Barrelier había sido internado días atrás en el Hospital Modular que funciona dentro del establecimiento penitenciario, luego de que los controles médicos y psicológicos detectaran la presencia de ideas y pensamientos suicidas. Ante esa situación, había sido sedado y permanecido bajo observación.
Durante su internación, el acusado estuvo custodiado por efectivos del Grupo Especial Antinarcóticos y Requisa (G.E.A.R.), la unidad táctica del Servicio Penitenciario provincial. Tras nuevas evaluaciones realizadas en los últimos días, los profesionales determinaron que su estado de salud era estable y autorizaron el alta.
La recuperación de Barrelier abre la puerta a más medidas procesales. Entre ellas, el fiscal Raúl Garzón podría avanzar con una nueva declaración indagatoria para profundizar aspectos vinculados a la investigación del femicidio de la adolescente.
Mientras tanto, la pesquisa también se concentra en otros posibles involucrados. En ese contexto, los investigadores mantienen bajo análisis la situación de Osvaldo Fasseta, detenido por presunto encubrimiento, y de una tercera persona cuya eventual participación es materia de investigación.
Las sospechas sobre Fasseta crecieron luego de las declaraciones de los familiares de Agostina.

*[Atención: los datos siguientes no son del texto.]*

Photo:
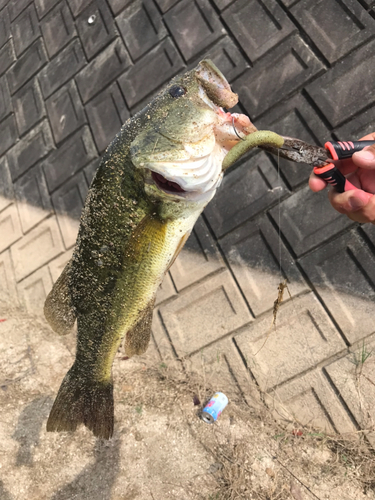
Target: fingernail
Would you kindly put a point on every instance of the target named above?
(355, 204)
(366, 155)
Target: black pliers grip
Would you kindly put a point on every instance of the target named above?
(339, 151)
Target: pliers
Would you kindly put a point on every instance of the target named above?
(321, 159)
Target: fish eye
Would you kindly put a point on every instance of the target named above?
(177, 91)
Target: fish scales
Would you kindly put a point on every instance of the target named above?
(152, 184)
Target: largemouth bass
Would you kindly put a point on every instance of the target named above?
(153, 182)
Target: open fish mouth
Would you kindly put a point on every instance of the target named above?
(166, 185)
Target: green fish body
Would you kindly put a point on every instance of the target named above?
(153, 182)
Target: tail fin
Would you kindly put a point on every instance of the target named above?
(83, 401)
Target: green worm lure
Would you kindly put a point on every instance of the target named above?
(259, 138)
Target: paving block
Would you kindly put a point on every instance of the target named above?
(358, 127)
(150, 72)
(77, 6)
(99, 33)
(244, 193)
(4, 26)
(28, 106)
(166, 290)
(347, 88)
(118, 5)
(65, 111)
(164, 5)
(198, 19)
(295, 118)
(105, 68)
(25, 29)
(269, 25)
(41, 245)
(227, 57)
(15, 8)
(8, 133)
(71, 156)
(256, 87)
(10, 227)
(353, 25)
(256, 255)
(204, 314)
(33, 199)
(141, 27)
(289, 3)
(58, 28)
(34, 289)
(31, 61)
(6, 186)
(62, 68)
(68, 202)
(310, 400)
(8, 289)
(222, 4)
(369, 230)
(57, 266)
(199, 258)
(7, 56)
(5, 102)
(33, 147)
(304, 336)
(349, 296)
(91, 169)
(307, 220)
(107, 113)
(353, 377)
(44, 6)
(163, 342)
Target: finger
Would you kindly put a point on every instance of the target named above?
(365, 158)
(356, 204)
(316, 183)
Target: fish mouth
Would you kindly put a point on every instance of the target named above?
(165, 185)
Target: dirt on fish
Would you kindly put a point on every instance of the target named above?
(161, 449)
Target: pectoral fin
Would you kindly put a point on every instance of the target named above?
(58, 308)
(138, 337)
(178, 249)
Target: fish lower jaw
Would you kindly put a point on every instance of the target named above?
(165, 185)
(157, 184)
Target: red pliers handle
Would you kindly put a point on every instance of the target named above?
(339, 151)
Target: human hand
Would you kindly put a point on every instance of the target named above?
(358, 204)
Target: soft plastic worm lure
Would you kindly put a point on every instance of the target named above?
(259, 138)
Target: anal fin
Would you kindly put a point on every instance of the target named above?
(58, 308)
(138, 337)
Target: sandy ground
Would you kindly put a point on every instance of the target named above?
(161, 449)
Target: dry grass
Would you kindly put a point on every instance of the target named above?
(253, 455)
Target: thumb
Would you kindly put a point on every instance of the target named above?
(365, 158)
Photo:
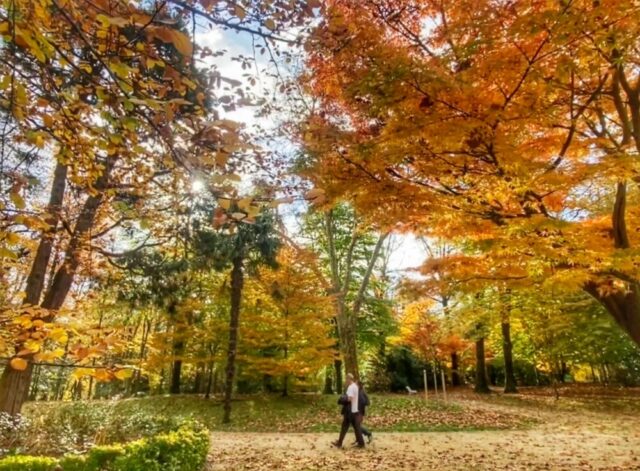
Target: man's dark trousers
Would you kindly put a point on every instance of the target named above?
(353, 419)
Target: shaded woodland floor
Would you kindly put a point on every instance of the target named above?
(586, 429)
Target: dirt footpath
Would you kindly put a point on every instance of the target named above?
(503, 450)
(579, 440)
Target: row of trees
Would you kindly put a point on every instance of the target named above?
(508, 132)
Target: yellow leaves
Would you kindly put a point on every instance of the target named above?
(123, 374)
(111, 20)
(19, 364)
(181, 41)
(49, 356)
(48, 121)
(244, 203)
(17, 200)
(59, 335)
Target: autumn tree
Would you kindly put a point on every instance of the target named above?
(240, 245)
(496, 122)
(109, 89)
(350, 250)
(290, 319)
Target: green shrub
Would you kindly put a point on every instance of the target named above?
(28, 463)
(74, 463)
(182, 450)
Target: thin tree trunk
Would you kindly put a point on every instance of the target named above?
(337, 365)
(237, 280)
(481, 385)
(507, 348)
(328, 383)
(15, 384)
(207, 393)
(455, 374)
(176, 368)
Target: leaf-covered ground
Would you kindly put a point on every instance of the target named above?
(586, 429)
(576, 432)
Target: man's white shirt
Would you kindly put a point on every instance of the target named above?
(352, 393)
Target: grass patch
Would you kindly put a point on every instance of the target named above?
(57, 428)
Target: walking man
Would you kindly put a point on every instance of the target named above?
(351, 414)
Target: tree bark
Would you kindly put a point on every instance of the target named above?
(481, 385)
(176, 369)
(207, 393)
(328, 383)
(622, 304)
(237, 280)
(507, 349)
(455, 374)
(337, 364)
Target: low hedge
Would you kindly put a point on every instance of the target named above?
(182, 450)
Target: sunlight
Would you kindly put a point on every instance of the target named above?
(197, 186)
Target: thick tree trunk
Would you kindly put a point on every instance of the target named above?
(237, 280)
(481, 385)
(622, 304)
(455, 374)
(507, 349)
(15, 384)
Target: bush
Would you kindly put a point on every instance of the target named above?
(182, 450)
(13, 430)
(28, 463)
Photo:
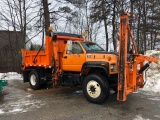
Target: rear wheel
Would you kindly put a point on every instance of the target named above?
(34, 80)
(95, 88)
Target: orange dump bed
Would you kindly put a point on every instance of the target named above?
(44, 58)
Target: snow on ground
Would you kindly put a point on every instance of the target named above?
(10, 76)
(19, 102)
(153, 73)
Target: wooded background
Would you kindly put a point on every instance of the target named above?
(99, 19)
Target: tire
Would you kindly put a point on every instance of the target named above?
(34, 80)
(95, 88)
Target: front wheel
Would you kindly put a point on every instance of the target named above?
(95, 88)
(34, 80)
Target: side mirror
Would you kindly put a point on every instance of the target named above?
(69, 48)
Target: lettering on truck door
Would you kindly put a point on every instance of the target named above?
(73, 61)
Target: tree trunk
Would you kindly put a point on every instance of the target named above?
(46, 15)
(105, 24)
(113, 25)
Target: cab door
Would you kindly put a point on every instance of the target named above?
(73, 60)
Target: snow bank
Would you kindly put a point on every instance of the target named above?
(153, 73)
(10, 76)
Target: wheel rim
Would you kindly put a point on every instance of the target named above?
(33, 80)
(93, 89)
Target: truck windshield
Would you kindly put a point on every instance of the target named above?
(91, 46)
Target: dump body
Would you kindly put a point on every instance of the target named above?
(69, 60)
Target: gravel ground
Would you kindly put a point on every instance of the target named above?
(19, 102)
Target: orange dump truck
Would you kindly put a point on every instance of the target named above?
(70, 60)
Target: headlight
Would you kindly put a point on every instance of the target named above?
(113, 67)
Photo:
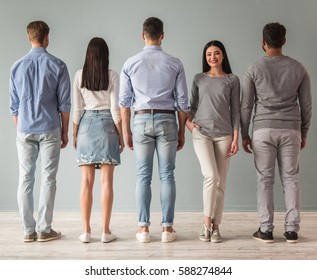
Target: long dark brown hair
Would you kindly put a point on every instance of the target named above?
(95, 71)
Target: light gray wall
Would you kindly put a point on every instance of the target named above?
(189, 24)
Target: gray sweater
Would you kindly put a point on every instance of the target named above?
(215, 104)
(278, 88)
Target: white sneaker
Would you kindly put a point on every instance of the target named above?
(106, 238)
(85, 237)
(215, 236)
(168, 236)
(143, 237)
(205, 233)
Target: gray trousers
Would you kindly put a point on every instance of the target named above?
(281, 145)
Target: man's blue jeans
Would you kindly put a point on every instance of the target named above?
(29, 147)
(155, 132)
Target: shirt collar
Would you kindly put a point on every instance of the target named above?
(159, 48)
(37, 50)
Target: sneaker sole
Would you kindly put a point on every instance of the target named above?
(263, 240)
(108, 240)
(142, 240)
(215, 241)
(29, 240)
(291, 241)
(49, 239)
(168, 241)
(204, 240)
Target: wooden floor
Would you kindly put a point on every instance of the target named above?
(236, 230)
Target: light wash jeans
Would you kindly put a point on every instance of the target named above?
(281, 145)
(158, 132)
(29, 147)
(214, 163)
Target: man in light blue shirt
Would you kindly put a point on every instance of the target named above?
(40, 106)
(153, 83)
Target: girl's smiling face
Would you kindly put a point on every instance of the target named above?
(214, 56)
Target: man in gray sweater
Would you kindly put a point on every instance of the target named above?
(278, 88)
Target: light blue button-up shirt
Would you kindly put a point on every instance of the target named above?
(39, 91)
(153, 79)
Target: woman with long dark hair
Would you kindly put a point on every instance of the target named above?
(97, 132)
(214, 124)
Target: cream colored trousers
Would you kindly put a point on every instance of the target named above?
(214, 163)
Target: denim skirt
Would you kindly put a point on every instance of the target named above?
(97, 139)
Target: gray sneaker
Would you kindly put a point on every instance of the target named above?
(205, 233)
(215, 236)
(44, 237)
(30, 237)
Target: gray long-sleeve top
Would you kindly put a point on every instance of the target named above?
(215, 104)
(278, 88)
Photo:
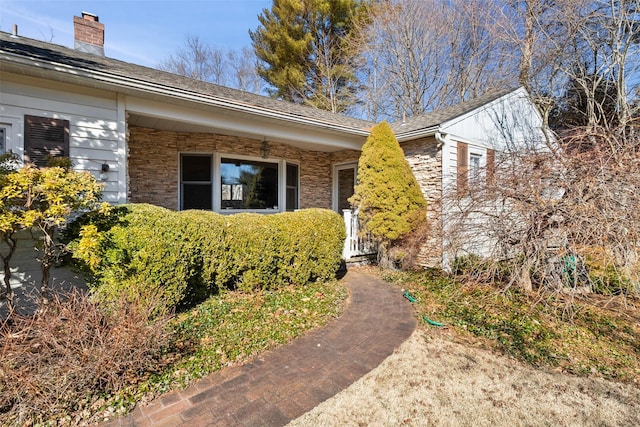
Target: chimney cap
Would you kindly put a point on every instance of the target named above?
(90, 15)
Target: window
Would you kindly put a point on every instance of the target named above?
(45, 138)
(3, 140)
(248, 184)
(230, 184)
(196, 181)
(463, 168)
(474, 167)
(292, 196)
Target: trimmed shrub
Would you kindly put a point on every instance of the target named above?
(185, 256)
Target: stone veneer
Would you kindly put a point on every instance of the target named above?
(154, 157)
(425, 158)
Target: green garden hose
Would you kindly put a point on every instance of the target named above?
(408, 296)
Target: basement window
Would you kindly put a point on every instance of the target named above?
(232, 184)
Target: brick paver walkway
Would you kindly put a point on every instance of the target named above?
(291, 380)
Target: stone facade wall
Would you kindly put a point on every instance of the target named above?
(154, 157)
(425, 158)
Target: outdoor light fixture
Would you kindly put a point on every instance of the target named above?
(265, 149)
(103, 171)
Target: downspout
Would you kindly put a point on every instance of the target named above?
(443, 141)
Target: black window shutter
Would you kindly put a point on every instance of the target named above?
(45, 138)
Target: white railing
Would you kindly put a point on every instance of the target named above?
(356, 245)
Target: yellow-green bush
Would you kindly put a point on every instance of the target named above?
(186, 256)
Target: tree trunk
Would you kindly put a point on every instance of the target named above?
(11, 242)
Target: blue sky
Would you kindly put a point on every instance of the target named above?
(144, 32)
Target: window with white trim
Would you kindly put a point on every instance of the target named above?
(293, 187)
(248, 184)
(229, 183)
(3, 140)
(196, 180)
(45, 138)
(475, 167)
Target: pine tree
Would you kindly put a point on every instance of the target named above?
(388, 198)
(303, 54)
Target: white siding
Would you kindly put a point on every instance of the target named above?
(93, 121)
(508, 122)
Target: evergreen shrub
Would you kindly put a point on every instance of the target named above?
(183, 257)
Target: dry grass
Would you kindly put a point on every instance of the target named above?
(432, 380)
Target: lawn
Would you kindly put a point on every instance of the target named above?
(63, 367)
(584, 334)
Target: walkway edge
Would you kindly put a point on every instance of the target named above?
(290, 380)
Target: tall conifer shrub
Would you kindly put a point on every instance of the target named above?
(388, 198)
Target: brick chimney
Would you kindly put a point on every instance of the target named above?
(88, 34)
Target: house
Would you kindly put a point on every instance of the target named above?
(164, 139)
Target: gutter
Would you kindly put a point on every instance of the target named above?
(443, 140)
(164, 90)
(418, 133)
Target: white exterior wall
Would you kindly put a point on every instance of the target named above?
(96, 125)
(510, 122)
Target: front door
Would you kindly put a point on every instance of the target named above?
(344, 182)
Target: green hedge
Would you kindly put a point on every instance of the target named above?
(186, 256)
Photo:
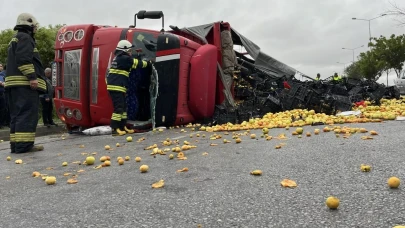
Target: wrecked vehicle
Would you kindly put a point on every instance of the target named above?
(197, 75)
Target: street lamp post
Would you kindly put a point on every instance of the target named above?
(369, 24)
(352, 49)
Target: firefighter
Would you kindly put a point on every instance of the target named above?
(117, 84)
(336, 78)
(24, 83)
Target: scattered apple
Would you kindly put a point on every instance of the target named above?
(299, 130)
(144, 168)
(332, 202)
(50, 180)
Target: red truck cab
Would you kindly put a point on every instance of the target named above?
(184, 83)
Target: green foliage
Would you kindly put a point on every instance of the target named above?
(353, 71)
(385, 54)
(45, 38)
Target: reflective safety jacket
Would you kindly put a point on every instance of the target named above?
(24, 63)
(118, 75)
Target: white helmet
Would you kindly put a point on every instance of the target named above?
(27, 19)
(124, 45)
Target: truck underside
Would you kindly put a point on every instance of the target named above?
(197, 77)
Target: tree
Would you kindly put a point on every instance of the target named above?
(45, 38)
(370, 66)
(353, 71)
(390, 51)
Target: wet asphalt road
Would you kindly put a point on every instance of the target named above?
(218, 190)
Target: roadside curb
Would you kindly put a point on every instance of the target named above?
(41, 131)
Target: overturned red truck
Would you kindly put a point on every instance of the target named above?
(193, 71)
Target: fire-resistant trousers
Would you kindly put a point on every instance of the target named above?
(119, 116)
(23, 103)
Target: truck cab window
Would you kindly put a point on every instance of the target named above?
(147, 43)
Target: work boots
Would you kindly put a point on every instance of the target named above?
(129, 131)
(118, 132)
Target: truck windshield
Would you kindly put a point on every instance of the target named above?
(146, 42)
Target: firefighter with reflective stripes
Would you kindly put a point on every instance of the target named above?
(24, 82)
(117, 83)
(336, 78)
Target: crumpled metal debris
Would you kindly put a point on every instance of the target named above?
(256, 95)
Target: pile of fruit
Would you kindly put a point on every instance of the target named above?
(388, 110)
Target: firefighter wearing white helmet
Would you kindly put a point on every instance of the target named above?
(25, 80)
(117, 83)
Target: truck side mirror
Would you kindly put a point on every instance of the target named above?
(143, 14)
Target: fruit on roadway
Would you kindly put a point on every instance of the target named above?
(144, 168)
(332, 202)
(90, 160)
(50, 180)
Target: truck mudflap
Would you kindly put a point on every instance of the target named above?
(167, 65)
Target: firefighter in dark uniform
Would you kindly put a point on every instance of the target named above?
(117, 84)
(336, 79)
(24, 83)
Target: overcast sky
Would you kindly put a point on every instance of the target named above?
(305, 34)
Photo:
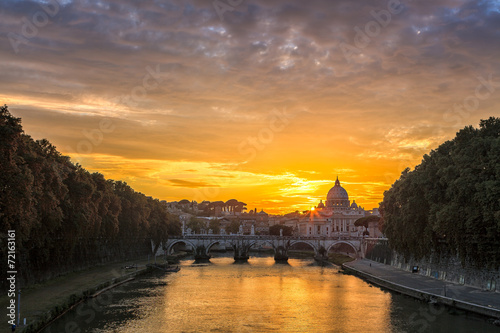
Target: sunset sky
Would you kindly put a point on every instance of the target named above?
(262, 101)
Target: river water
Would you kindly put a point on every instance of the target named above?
(259, 296)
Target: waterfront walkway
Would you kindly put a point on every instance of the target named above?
(424, 287)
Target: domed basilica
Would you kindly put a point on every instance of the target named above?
(335, 217)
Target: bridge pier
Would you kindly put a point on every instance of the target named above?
(241, 245)
(280, 254)
(241, 249)
(321, 258)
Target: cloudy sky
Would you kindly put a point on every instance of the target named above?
(262, 101)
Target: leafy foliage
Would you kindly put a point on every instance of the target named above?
(64, 216)
(451, 201)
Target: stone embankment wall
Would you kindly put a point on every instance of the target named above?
(443, 267)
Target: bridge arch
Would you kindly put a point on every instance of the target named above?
(356, 252)
(260, 242)
(311, 244)
(184, 241)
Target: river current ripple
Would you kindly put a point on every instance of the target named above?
(259, 296)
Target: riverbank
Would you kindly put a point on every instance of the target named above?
(43, 302)
(462, 297)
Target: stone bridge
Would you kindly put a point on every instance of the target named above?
(241, 245)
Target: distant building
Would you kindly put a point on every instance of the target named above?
(335, 217)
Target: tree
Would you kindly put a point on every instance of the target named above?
(450, 202)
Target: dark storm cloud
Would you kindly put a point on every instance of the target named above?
(260, 56)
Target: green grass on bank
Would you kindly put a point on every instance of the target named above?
(37, 300)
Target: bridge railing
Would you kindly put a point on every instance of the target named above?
(270, 237)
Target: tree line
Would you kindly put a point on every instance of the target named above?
(451, 202)
(64, 216)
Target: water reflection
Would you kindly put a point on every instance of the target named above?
(261, 296)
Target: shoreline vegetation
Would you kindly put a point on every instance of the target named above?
(44, 302)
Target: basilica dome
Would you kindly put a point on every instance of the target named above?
(337, 192)
(337, 197)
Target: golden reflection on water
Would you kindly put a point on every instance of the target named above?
(262, 296)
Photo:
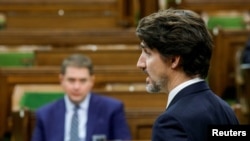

Miguel, abuelo de la víctima, recordó que el hombre había acompañado a la madre de la adolescente a realizar la denuncia por la desaparición, aunque cuestionó la demora con la que acudió a asistirla pese a los reiterados mensajes que había recibido durante la madrugada.
Además, el familiar aseguró que mantuvo una conversación con Fasseta antes de que surgieran datos clave de la investigación y que lo notó particularmente nervioso. El hombre de 47 años permanece detenido y, según trascendió, prestaría declaración indagatoria este miércoles ante Garzón, quien busca determinar el grado de responsabilidad de cada uno de los involucrados en la causa.